Economically unviable: Metro Bus - a white elephant painted red

Though reliable, fast and respectable, it leaves much to be desired

PHOTO: FILE

ISLAMABAD:


The recently-launched Rawalpindi-Islamabad Metro Bus Service has been hailed as a ‘development gift’ by the leadership of PML-N for the people of the twin cities.


As the intra-city public transport across the country remains in shambles, the launch of this new Metro bus service needs to be appreciated. However, the business model of the bus service under an otherwise business-savvy regime leaves much to be desired.

It is ironic that the political party that voted to privatise bleeding State-Owned Enterprises (SOEs) is creating new SOEs. PML-N was voted to privatise PIA and Railways - instead it has started running buses with state support.

When price is distorted, either by fixing floors or ceilings; functioning and competitive markets disappear. Such markets push genuine market participants out by both, an excess demand and supply glut.

The Rawalpindi-Islamabad (renamed as Pakistan) Metro Bus Project (PMBP) is a case of price ceiling, which has created an excess demand and put unnecessary burden on the new service. It is also diverting genuine customers from using it.

To gain first-hand experience, I undertook a complete round trip on a hot Friday afternoon.

Read: New beginnings: Residents welcome metro bus service

In my interviews with fellow passengers, I was amazed to find ‘non-customers’- i.e. people travelling who would otherwise have never travelled on the same route by any means.

A market price is the only yardstick which allocates resources according to the valuation a customer places. In the absence of market price, it becomes impossible to judge customer valuation.

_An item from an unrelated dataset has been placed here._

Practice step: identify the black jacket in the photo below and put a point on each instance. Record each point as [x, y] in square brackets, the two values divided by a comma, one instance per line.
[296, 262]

Result: on busy stops, there was an average waiting time period of half an hour just to get a ticket, which was defeating the very purpose of starting this Metro service.

The official numbers

The current ticket is flat Rs20, irrespective of the number of stops in a journey. If the government wishes to only recover the capital costs invested in the new service - Rs45 billion - it will take approximately 28 years at the going rate. However, there is no plan in place for it.

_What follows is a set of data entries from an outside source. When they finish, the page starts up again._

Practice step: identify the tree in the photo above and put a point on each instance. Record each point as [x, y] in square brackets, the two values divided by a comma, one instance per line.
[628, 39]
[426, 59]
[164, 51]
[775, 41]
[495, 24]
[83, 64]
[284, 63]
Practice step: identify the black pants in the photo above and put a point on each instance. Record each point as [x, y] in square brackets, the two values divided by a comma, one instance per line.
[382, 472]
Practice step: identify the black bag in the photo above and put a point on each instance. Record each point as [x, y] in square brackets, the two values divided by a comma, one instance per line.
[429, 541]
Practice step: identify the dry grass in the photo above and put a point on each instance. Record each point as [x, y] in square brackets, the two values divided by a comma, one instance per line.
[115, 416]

For each ticket, the federal and provincial government will pay Rs50 as subsidy which amounts to Rs2 billion every year. This also means that PMBP will be subsidised by non-users.

An important parameter of price is opportunity cost principle. Before PMBP was inaugurated, a passenger travelling from Pindi, Saddar to Islamabad, Secretariat would pay around Rs50 one way for an unsafe, uncomfortable and disjointed public transport.

The replacement with a reliable, respectable and faster bus service should have been accompanied with a slightly higher price. However, as politicians loath basic economics, they fixed a much lower price of Rs20, thus creating excess demand.

According to official numbers, the average operating cost for a bus trip comes out to be around Rs9,100. The average revenue for the same trip earned by the Authority is Rs2,600,  recording a loss of Rs6,500 on every trip.

Read: Lined with gold? After paving paradise, metro bus takes off

This route witnesses around 1,000 such trips every day. It means that the daily revenue is not sufficient to make up for the variable expenses. This is what we call ‘shut-down condition’.

At this rate, any going concern would prefer closing down operations instead of sustaining losses.

The Metro bus tariff also defies a common practice around the world – “pay as you go”, whereas the Metro service is built on flat pricing.

A passenger traveling from Centaurus Towers (the anti-commerce bias got the name changed to PIMS) to Secretariat should pay less than the customer travelling from Secretariat to Saddar. However, because we are all followers of cross-subsidy idea, we end up charging everyone the same.

In other words, short distance travellers pay for long-distance travellers. This incentivises passengers to travel longer for just maximising their joy ride and keeping real customers out of the bay.

In short, Metro bus service undertakes to solve one of the most pressing problems of our cities - absence of reliable and good quality public transport.

In that, it doles out welfare instead of following a fiscally responsible and economically viable approach. The federal and provincial governments thus have set a bad model of solving a real problem and have ended up creating one more white elephant, painted in red!

the writer is founder and executive director of PRIME Institute, an independent think tank based in Islamabad

Published in The Express Tribune, June 29th,  2015.